There is gravity and intensity in the opening Adagio of the F minor
and a charitable starkness as well as simplicity in the same Trio’s
subsequent slow movement. Galant expressivity vies with little hesitancies
in the opening of the G major, No 2 of the set. The elegantly ascending
and descending violin lines of the Allegro are as colourful and melodically
exciting as is the saturnine cello pizzicati in the Grave. The E minor
opens like a Chaconne but the winding, aspirant ascension of violins
adds piquancy to the texture of the succeeding Adagio. Amusing and technically
adroit is the way in which Caldara allows the winding down of material
in the Allegro second movement before propulsively engaging a drama
laced final chordal flourish. The Adagio of this work is rather more
densely opulent, with some expressive trills.
Six years later he was appointed as Court music director
by the Duke of Mantua. Dating from this period is his A flat major Chiacona,
the conclusion of that cycle and an impressive work in its own right.
It involves considerable harmonic modulation and strong interplay between
the two violins; whilst the thematic material may not be as obviously
impressive as the Chaconne by Corelli, Caldara plays out the implications
of the writing with real ingenuity.
Toward the end of his career Caldara was commissioned
by Count Rudolf of Schönbrun to write an extensive series of works
for the cello – and he wrote seventeen sonatas and a concerto altogether.
Both Sonatas here are typical four movement creations but are unusually
sophisticated.
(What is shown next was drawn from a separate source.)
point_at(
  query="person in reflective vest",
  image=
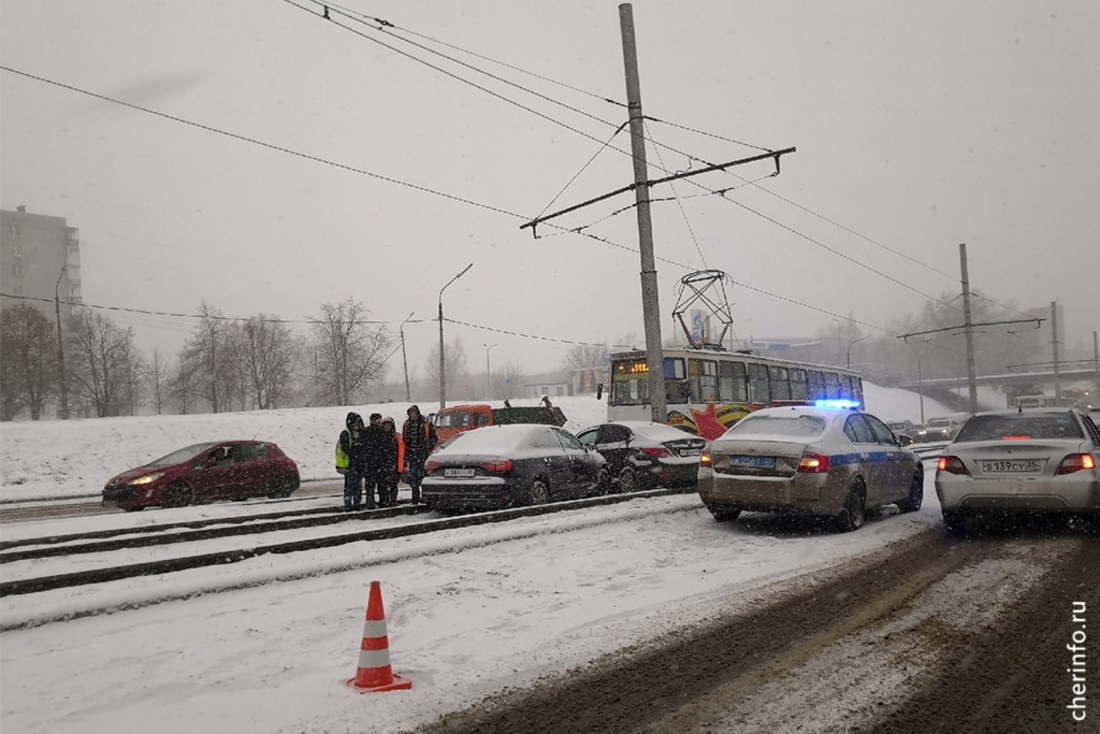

The A minor for example handles its material with an
ease and confidence which marks Caldara’s total absorption of the form;
the galant wit and poise that informs, say, the Allegro e Spirituoso
are testament to a confluence of technical eloquence and expressive
The German period instrument group Parnassi musici
– who have recorded Albinoni and the little known Domenico Gallo to
acclaim – continue their laudable exploration of the repertoire. These
are sensitively shaped, instrumentally compelling performances recorded
in a winningly sympathetic acoustic. Warmly recommended.